Apple Vision Pro involved a lot of neuroscience to develop some of its key features, according to a former Apple engineer, with it relying on various tricks to determine what a person could be about to do in the interface.
The main interface of Apple’s Vision Pro headset is based on navigating using eye tracking and gestures, with the system needing to determine what the user’s looking at specifically as quickly as possible. In a Twitter posting on Monday, the curtain is pulled to reveal some of the early thought that went into the project.
Sterling Crispin spent time as a Neurotechnology Prototyping Researcher in the Technology Development Group at Apple for over three years, the longest he’s “ever worked on a single effort.” While there, he worked on elements that supported the foundational development of the headset, including the “mindfulness experiences” and other “ambitious moonshot research with neurotechnology.”
As an example, Crispin likened it to “mind reading,” such as predicting what a user would click before they did.
“Proud of contributing to the initial vision” of the headset, Crispin was on a small team that “helped green-light that important product category,” which he believes could “have significant global impact one day.”

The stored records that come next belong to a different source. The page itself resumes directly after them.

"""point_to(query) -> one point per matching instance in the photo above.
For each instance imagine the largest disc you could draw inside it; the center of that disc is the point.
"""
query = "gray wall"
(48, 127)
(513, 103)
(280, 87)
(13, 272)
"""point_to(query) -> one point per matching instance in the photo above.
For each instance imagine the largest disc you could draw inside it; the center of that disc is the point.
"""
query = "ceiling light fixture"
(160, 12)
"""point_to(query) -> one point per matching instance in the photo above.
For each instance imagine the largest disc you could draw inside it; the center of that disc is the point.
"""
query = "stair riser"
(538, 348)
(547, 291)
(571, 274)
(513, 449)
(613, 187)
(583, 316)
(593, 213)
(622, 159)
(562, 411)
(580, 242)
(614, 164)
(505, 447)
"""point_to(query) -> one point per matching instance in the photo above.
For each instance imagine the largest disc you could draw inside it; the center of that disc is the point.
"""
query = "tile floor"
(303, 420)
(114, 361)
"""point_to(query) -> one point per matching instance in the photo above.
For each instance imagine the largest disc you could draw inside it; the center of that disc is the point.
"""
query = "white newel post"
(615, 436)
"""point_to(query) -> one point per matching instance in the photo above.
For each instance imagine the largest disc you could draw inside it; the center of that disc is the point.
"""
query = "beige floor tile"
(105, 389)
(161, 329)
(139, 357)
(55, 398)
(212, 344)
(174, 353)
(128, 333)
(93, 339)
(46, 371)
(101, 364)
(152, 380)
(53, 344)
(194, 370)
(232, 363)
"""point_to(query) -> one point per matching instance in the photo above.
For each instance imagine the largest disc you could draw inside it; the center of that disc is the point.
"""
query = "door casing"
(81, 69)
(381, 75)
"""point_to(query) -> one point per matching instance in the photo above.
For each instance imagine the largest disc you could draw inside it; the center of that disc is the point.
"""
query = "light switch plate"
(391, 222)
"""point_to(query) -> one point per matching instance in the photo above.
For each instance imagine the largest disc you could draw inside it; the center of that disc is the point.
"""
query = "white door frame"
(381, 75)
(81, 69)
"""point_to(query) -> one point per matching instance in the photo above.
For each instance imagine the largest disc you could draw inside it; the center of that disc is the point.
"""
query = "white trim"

While the majority of his work is still under NDA, Crispin could still discuss details that have been made public in patents.
Crispin’s work involved detecting the mental state of users based on data collected “from their body and brain when they were in immersive experiences.”
By using eye tracking, electrical activity, heart beats, muscle activity, blood pressure, skin conductance, and other metrics, AI models could try to predict the user’s thoughts. “AI models are trying to predict if you are feeling curious, mind wandering, scared, paying attention, remembering a past experience, or some other cognitive state,” writes Crispin.
One of the “coolest results” was being able to predict when a user was going to click on something before they did.
“Your pupil reacts before you click in part because you expect something will happen after you click,” Crispin explains. “So you can create biofeedback with a user’s brain by monitoring their eye behavior, and redesigning the UI in real time to create more of this anticipatory pupil response.”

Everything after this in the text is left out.